Уже вечером, закончив с записями, я возвращаюсь в лабораторию. Она гудит, точно улей. Постдоки и старшекурсники роятся вокруг микроскопов и центрифуг. В общем гуле иногда удается различить медицинские слова и фразы, но в общем лабораторный диалект сильно отличается от медицинского – это как попасть в соседнюю страну с похожим стилем жизни и притом совершенно другим языком.
– Но ПЦР с лейкозных клеток должна давать фрагмент.
– А по какому гелю ты прогонял?
– Агароза, 4 %.
– Может, РНК разрушилась при центрифугировании?
Я вытаскиваю из холодильника плашку с клетками. В плашке 384 крохотные лунки – в каждую еле-еле влезет два рисовых зернышка.
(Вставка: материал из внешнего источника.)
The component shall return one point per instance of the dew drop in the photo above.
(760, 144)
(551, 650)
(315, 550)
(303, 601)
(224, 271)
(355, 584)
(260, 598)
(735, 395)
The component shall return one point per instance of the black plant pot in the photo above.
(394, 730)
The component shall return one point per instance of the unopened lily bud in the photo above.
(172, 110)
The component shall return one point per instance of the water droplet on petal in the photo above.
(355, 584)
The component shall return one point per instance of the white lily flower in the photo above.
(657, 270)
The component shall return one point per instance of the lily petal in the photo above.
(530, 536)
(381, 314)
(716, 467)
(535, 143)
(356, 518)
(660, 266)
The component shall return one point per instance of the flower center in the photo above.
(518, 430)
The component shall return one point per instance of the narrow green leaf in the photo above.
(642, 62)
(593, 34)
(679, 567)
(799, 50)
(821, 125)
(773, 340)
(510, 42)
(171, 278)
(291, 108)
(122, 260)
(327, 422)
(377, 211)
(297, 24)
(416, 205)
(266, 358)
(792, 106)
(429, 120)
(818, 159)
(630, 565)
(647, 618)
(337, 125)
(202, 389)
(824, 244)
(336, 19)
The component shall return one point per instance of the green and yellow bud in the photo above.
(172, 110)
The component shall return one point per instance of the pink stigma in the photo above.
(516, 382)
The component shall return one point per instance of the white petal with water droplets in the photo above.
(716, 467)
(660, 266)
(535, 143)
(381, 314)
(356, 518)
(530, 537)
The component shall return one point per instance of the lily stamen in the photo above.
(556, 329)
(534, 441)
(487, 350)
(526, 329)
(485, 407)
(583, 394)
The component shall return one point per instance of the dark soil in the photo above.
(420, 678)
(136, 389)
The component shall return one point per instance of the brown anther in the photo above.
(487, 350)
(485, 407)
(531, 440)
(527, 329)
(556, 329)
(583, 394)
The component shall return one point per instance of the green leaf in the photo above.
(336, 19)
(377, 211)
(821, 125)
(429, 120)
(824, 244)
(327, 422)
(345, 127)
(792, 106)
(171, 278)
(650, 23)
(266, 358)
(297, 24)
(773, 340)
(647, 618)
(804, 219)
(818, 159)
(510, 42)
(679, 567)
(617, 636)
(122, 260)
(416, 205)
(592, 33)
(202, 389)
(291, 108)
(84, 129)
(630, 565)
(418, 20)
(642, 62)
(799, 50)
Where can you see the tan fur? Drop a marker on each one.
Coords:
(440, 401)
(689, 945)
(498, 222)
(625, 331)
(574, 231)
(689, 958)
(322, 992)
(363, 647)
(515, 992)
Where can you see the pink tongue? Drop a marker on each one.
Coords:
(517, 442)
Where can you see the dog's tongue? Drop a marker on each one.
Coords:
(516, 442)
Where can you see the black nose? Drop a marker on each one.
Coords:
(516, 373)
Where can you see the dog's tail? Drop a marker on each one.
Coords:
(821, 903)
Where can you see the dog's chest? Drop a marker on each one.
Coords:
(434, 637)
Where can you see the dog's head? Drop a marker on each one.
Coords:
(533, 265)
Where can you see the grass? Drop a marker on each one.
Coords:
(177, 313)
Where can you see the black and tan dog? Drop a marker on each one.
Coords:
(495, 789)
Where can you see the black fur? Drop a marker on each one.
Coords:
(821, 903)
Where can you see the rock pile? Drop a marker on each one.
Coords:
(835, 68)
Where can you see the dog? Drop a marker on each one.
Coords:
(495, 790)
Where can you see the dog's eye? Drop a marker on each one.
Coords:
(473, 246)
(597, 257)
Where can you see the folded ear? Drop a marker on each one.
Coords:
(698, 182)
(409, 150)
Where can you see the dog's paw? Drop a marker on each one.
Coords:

В каждую лунку я высадил 200 человеческих лейкозных клеток, а потом добавил туда то или иное химическое вещество из огромной коллекции еще не испытанных препаратов. Точно так же и с добавкой тех же веществ я заселил “близнецовую” плашку, но только вместо лейкозных там были нормальные стволовые клетки крови.
Несколько раз в день автоматическая камера, предназначенная для микросъемки, фотографирует все лунки в обеих плашках, а компьютерная программа подсчитывает количество лейкозных и нормальных стволовых клеток. Цель эксперимента – найти вещества, убивающие опухолевые клетки, но щадящие нормальные, то есть подобрать специфическую, таргетную антилейкозную терапию.
Я отбираю из одной лунки несколько микролитров среды с лейкозными клетками и рассматриваю их под микроскопом. Они выглядят гротескно: раздутые, с увеличенными ядрами и тонким ободком цитоплазмы – именно так, как выглядят клетки, всей сутью своей устремленные к постоянному, маниакальному, патологическому делению. Эти лейкозные клетки поступили в лабораторию из НИО, где их культивируют и изучают вот уже почти 30 лет. То, что клетки не теряют своей поистине непристойной плодовитости, лишний раз демонстрирует устрашающую мощь этого заболевания. По сути, они бессмертны. Женщина, из которой их однажды извлекли, мертва уже 30 лет.